In Part V, we finally acknowledge the process by which real-world images are formed. Light is emitted from one or more sources and travels through the scene, interacting with the materials via physical processes such as reflection, refraction, and scattering. Some of this light enters the camera and is measured. We have a very good understanding of this forward model. Given known geometry, light sources, and material properties, computer graphics techniques can simulate what will be seen by the camera very accurately.
The ultimate goal for a vision algorithm would be a complete reconstruction, in which we aim to invert this forward model and estimate the light sources, materials, and geometry from the image. Here, we aim to capture a structural description of the world: we seek an understanding of where things are and to measure their optical properties, rather than a semantic understanding. Such a structural description can be exploited to navigate around the environment or build 3D models for computer graphics.
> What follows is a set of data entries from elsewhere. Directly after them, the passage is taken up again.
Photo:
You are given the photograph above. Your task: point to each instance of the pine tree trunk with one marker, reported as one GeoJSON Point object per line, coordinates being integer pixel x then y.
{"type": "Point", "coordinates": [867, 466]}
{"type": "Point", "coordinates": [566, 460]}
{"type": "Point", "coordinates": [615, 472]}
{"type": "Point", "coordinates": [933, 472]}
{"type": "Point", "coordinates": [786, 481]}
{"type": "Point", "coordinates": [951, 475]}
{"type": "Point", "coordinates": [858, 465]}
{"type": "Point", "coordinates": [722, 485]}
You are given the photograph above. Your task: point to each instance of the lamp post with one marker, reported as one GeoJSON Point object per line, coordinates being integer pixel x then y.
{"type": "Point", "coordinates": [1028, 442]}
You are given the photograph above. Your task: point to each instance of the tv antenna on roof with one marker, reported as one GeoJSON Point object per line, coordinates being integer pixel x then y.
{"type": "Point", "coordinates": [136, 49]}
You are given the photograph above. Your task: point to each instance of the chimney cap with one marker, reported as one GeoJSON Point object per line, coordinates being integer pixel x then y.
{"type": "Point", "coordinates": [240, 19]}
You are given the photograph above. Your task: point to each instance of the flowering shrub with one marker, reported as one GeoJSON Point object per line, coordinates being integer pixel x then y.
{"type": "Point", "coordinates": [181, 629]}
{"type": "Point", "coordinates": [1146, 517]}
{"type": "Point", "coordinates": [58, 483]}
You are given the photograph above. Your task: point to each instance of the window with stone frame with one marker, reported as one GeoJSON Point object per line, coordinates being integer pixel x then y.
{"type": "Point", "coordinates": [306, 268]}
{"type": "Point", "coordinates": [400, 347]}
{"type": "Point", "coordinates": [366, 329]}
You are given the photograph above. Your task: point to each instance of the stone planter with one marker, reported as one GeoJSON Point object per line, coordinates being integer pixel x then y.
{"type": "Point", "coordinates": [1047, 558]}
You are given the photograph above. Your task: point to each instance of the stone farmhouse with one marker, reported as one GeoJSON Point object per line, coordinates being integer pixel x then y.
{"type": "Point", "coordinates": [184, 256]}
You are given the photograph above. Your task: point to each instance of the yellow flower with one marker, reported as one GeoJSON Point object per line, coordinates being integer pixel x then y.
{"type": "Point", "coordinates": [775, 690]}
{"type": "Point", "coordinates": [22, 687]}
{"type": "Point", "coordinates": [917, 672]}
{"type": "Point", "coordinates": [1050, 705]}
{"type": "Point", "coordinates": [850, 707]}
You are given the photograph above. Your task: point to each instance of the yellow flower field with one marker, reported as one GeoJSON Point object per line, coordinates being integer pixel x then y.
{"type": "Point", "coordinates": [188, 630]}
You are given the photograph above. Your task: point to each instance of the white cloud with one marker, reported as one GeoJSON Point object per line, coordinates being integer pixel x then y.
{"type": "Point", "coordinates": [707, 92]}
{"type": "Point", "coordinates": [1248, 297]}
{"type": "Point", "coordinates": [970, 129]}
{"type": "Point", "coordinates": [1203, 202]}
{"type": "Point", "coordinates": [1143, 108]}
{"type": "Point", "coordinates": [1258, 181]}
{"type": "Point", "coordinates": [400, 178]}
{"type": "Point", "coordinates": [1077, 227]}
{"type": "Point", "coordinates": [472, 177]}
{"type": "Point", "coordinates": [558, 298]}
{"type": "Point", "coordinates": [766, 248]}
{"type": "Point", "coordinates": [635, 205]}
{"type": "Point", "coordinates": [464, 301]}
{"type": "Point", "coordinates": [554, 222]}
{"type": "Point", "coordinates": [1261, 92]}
Unfortunately, full visual reconstruction is very challenging. For one thing, the solution is nonunique. For example, if the light source intensity increases, but the object reflectance decreases commensurately, the image will remain unchanged. Of course, we could make the problem unique by imposing prior knowledge, but even then reconstruction remains difficult; it is hard to effectively parameterize the scene, and the problem is highly non-convex.
In this part of the book, we consider a family of models that approximate both the 3D scene and the observed image with sparse sets of visual primitives (points).